The complaint also alleges the city’s actions on Chico Scrap Metal were executive rather than legislative, and therefore beyond the scope of a referendum’s power, making the referendum illegal and unenforceable under city, state and national laws. He explained that legislative decisions affect broad laws and policy, while executive—or, as he called them, “adjudicated”—decisions affect specific things, such as a single property.
“A referendum can’t tell the City Council to move the junkyard, or otherwise engage in taking of land,” he said. “If a vote was to undo what the city has done, that would result in the city taking land, which would require just compensation. We don’t believe that would be a lawful taking of land.”
In addition to asking that the referendum be nullified, the complaint requests that the defendants pay for attorney’s fees and further relief as the court sees fit.

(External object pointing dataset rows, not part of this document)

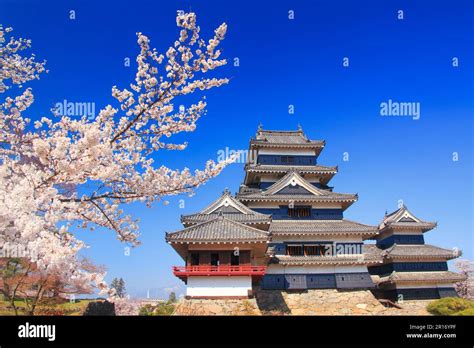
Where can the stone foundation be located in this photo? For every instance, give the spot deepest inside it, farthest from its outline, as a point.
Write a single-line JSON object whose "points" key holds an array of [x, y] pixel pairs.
{"points": [[309, 302], [217, 307]]}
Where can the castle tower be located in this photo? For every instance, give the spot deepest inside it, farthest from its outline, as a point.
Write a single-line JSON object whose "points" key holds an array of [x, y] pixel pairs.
{"points": [[312, 245], [411, 269]]}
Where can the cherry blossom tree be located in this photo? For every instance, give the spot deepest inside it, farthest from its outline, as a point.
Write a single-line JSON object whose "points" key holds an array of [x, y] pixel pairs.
{"points": [[60, 172], [465, 288]]}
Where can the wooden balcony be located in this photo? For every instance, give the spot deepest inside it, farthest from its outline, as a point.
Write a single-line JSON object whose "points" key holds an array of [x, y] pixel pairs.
{"points": [[225, 270]]}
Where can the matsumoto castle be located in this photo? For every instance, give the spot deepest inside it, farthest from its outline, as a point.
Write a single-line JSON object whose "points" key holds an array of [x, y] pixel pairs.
{"points": [[285, 230]]}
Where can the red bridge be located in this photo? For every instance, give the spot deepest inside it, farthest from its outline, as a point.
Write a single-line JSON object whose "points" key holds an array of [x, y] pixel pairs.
{"points": [[206, 271]]}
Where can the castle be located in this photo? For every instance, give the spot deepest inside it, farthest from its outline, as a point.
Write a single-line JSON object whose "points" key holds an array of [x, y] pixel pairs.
{"points": [[285, 229]]}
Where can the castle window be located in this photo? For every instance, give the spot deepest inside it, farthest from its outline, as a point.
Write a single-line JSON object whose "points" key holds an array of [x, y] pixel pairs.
{"points": [[287, 159], [315, 250], [295, 250], [299, 212], [194, 259]]}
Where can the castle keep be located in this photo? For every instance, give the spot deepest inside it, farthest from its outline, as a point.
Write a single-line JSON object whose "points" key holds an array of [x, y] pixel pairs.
{"points": [[285, 230]]}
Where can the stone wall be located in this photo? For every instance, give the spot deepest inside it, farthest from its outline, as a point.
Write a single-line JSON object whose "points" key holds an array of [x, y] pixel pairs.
{"points": [[217, 307], [318, 302], [309, 302]]}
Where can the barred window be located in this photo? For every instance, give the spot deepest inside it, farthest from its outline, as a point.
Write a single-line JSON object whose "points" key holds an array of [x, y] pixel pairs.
{"points": [[299, 211], [315, 250], [295, 250]]}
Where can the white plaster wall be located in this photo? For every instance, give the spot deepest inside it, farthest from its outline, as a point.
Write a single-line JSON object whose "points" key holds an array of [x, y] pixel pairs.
{"points": [[219, 286], [280, 269], [286, 152], [315, 239], [420, 285]]}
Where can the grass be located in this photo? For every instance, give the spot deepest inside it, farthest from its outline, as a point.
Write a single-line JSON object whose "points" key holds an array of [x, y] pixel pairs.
{"points": [[45, 308]]}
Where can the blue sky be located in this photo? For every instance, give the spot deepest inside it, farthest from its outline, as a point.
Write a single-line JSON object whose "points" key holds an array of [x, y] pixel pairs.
{"points": [[284, 62]]}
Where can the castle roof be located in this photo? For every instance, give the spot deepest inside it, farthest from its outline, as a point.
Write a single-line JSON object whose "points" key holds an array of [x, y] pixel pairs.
{"points": [[303, 191], [402, 218], [229, 207], [319, 260], [219, 230], [321, 227], [426, 277], [285, 139], [425, 251], [268, 168]]}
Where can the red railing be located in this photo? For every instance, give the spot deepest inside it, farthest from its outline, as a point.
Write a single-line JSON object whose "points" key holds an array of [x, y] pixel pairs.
{"points": [[204, 271]]}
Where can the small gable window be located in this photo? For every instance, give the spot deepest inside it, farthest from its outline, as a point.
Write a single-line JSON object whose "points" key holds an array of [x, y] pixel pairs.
{"points": [[299, 212]]}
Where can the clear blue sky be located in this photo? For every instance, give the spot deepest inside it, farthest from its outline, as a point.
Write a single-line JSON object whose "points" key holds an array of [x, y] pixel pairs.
{"points": [[284, 62]]}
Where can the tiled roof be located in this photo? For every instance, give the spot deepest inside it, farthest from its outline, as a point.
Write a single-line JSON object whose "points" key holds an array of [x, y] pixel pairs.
{"points": [[267, 168], [242, 218], [430, 277], [419, 251], [328, 227], [318, 260], [292, 178], [402, 218], [229, 207], [285, 137], [220, 229], [372, 253]]}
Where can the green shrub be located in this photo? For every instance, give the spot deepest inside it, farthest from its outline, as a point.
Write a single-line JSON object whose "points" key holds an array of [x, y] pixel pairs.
{"points": [[146, 310], [449, 306], [159, 309], [469, 311], [164, 309], [100, 308]]}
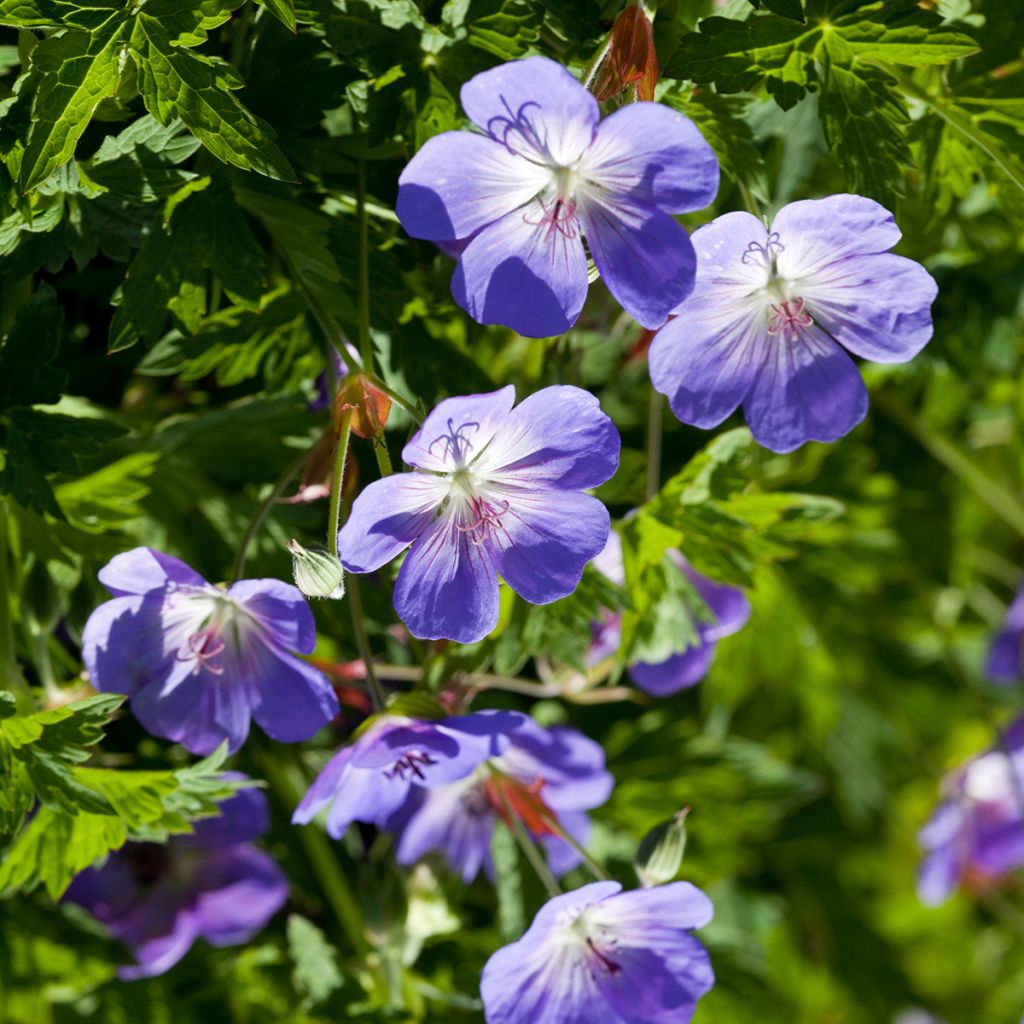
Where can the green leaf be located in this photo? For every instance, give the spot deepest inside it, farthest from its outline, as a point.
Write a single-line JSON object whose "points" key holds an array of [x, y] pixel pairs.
{"points": [[77, 71], [315, 972], [178, 84], [284, 10], [26, 375]]}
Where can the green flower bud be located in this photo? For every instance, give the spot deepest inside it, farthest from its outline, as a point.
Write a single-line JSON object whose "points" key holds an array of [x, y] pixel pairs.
{"points": [[316, 571], [660, 851]]}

Attorney Richard Harriman is representing Move the Junkyard in the lawsuit, while Chris Loizeaux is representing Ory.
Harriman was reluctant to comment on particulars in the city’s complaint as his team is still analyzing it, but he spoke about the bigger picture.
“It seems the city has already spent enough money making mistakes on this particular project,” he said. “The majority on the City Council purports to be business-smart and shrewd, yet they continue to waste taxpayers’ money.
“My clients believe there are more effective ways to deal with this, like letting the people vote on it so we can see what the people of Chico really want,” he said. “If the referendum petition was supported by the necessary number of voters, then the city ought to allow that vote.”
Harriman said it’s not uncommon for a city to challenge a referendum, but that those legal challenges generally come after the public votes. He added it’s the first time he’s seen a city sue a sitting council member.
“That’s unprecedented, in my experience,” he said. “It seems strange Karl Ory is being victimized instead of being respected for exercising his First Amendment rights.”
City Attorney Ewing said Ory was included because he was the contact person listed on the referendum.
“The referendum gave the city two choices—they could have put it on the ballot or rescinded and started negotiating,” Ory said. “Instead, we’re subjected to a long and expensive delay, but in the end it will come right back around to those two choices.”